Seven banks from northwest Atlanta to Dunwoody describe this lunchtime bandit striking often just before noon, wearing a variety of baseball caps pulled low on his face, making off with untold amounts of cash, and eventually driving away in a burgundy or maroon Chevrolet Tahoe missing a rear hub cap.
Or maybe seven different guys with uncanny resemblance have managed to pull separate bank heists -- twice at the same bank, and three out of the last four Fridays -- and escaped in eerily similar getaway SUVs.
Federal and local authorities and area bank security officials are calling this mystery suspect a serial bank robber.
“It’s very plausible that if he’s hitting one bank (in an area), he could be responsible for others nearby,” FBI spokesman Special Agent Stephen Emmett said.
The Web site GeorgiaBankRobbery.com, maintained by the FBI, local police and the Georgia Association of Banks Security, shows surveillance photos from the bandit’s exploits under the title of "serial robbers."
A reward of up to $5,000 is being offered for information leading to the arrest of this robber.
The man's M.O. changes slightly from one incident to the next. He usually strikes at or just before noon, but there have been afternoon and early morning robberies. He shows no obvious appearance of a weapon to reinforce the demand for money, but he has appeared on occasion to have shoved his hand into his pocket, creating the facade of an armed robbery.
Sometimes he uses a demand note, sometimes not.
Sunglasses, or ball cap pulled down low, never looking up to the camera.
On Friday around noon, a man entered the Wachovia Bank at 3351 Riversood Parkway, near Cumberland Mall, and demanded money from a teller, police spokesman Officer Joe Hernandez said.
Police descriptions – and subsequent security video stills – matched the profile.
The Bank of America at 2454 Jett Road in Dunwoody was struck by a man fitting this description on Nov. 12, just before noon, police said.
Dunwoody police Detective Kelly Gobley said robberies at the Wachovia Bank branch at 4570 Ashford Dunwoody Road on Oct. 30 and Nov. 5 both, “appear to involve the same suspect.”
Were these robberies committed by the same man?
“We are not ruling out that possibility,” said Dunwoody police spokesman Sgt. Michael Carlson.

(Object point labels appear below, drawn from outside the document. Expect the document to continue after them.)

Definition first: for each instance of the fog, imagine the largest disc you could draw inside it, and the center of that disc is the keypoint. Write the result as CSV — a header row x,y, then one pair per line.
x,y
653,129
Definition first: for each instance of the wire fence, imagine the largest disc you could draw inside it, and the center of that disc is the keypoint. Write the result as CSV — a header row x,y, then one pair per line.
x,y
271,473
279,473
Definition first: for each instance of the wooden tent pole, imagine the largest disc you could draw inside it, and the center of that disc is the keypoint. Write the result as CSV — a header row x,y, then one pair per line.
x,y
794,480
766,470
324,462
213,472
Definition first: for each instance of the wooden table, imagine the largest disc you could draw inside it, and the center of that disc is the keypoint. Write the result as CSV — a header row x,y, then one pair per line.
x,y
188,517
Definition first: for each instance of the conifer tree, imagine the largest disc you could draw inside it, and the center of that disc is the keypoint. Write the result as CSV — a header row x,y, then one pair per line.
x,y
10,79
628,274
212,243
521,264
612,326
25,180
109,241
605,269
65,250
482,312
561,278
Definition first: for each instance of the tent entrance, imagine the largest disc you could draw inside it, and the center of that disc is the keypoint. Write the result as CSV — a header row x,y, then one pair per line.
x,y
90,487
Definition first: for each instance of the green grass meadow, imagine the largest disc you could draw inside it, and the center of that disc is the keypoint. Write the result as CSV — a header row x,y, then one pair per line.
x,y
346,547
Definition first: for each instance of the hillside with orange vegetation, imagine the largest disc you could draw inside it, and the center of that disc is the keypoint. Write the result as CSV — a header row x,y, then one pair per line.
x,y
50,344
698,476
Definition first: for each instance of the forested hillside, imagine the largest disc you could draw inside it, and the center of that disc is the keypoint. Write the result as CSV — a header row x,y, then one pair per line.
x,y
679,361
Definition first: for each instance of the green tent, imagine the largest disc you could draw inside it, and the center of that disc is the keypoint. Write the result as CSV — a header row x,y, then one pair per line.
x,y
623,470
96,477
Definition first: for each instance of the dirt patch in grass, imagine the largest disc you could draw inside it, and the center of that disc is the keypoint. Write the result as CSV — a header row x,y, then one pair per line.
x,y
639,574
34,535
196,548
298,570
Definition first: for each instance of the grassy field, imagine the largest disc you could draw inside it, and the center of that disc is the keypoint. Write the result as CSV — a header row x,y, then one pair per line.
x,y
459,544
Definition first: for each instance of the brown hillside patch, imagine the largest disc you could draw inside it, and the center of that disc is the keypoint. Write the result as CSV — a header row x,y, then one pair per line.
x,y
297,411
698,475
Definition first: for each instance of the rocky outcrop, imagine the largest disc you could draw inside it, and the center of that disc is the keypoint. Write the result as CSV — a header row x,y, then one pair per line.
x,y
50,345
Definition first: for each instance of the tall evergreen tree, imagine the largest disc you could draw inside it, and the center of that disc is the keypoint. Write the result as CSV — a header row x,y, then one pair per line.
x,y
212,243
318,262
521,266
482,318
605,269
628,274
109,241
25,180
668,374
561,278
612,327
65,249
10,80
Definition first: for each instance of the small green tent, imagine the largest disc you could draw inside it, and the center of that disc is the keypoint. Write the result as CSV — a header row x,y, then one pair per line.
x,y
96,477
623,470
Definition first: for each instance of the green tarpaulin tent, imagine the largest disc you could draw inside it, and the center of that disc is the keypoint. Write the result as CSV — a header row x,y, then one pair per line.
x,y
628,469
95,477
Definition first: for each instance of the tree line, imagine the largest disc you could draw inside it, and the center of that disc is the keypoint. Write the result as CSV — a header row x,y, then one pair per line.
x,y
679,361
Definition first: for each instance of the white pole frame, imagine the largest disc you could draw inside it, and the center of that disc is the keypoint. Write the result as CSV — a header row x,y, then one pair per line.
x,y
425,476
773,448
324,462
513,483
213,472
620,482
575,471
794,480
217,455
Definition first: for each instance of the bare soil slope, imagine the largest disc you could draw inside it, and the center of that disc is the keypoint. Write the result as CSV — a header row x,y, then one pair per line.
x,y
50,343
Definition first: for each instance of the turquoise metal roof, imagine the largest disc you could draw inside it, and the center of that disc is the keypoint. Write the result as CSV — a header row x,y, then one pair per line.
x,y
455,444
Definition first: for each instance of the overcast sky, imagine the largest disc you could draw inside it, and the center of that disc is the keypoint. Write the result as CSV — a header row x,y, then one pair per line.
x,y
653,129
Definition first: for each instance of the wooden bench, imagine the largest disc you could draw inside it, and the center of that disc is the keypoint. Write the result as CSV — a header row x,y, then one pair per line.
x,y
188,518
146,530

So if the suspect of these bank heist is, in fact the same guy, why has he kept at it?
“At some point you become cocky and believe that you get away with it,” Sandy Springs police spokesman Lt. Steve Rose said. “Robbers do this a lot of times thinking they’re going to get $20,000 or so, and only get maybe $1,500.”
“But you risk a lot,” Rose said. “Twenty years in prison for not a lot of money.”
While Rose speculates that tough economic times may drive bank robbers, the FBI’s Emmett offers a different scenario.
“If you notice a spike, it’s due to the upcoming holidays,” Emmett said. “We typically see a bump, then."
A man known as the "Blue-eyed Bandit" managed to elude police after robbing several metro Atlanta area banks around this time last year -- and was never caught, authorities said.
And south metro police are currently looking for a man they believe has robbed banks in Morrow, Forest Park and other Clayton County bank branches.
Although Emmett wouldn't discuss the rate of bank robber captures, he said serial bank robbers tend to continue until they're caught.
"And yes, they are eventually caught," he said.
David Oliver, spokesman for the Georgia Bankers Association, said area banks use several databases that update branches about robberies, almost in real time.
“If there’s a rash of robberies in a certain area, banks in that area have situational training to update employees,” Oliver said. “It’s a shared response among the banking and law enforcement communities.”
But Rose offers a simpler way to prevent at least this one baseball-capped bandit from robbing any more banks.
“They need to create a new law that you can’t wear sunglasses and hats in banks,” he said.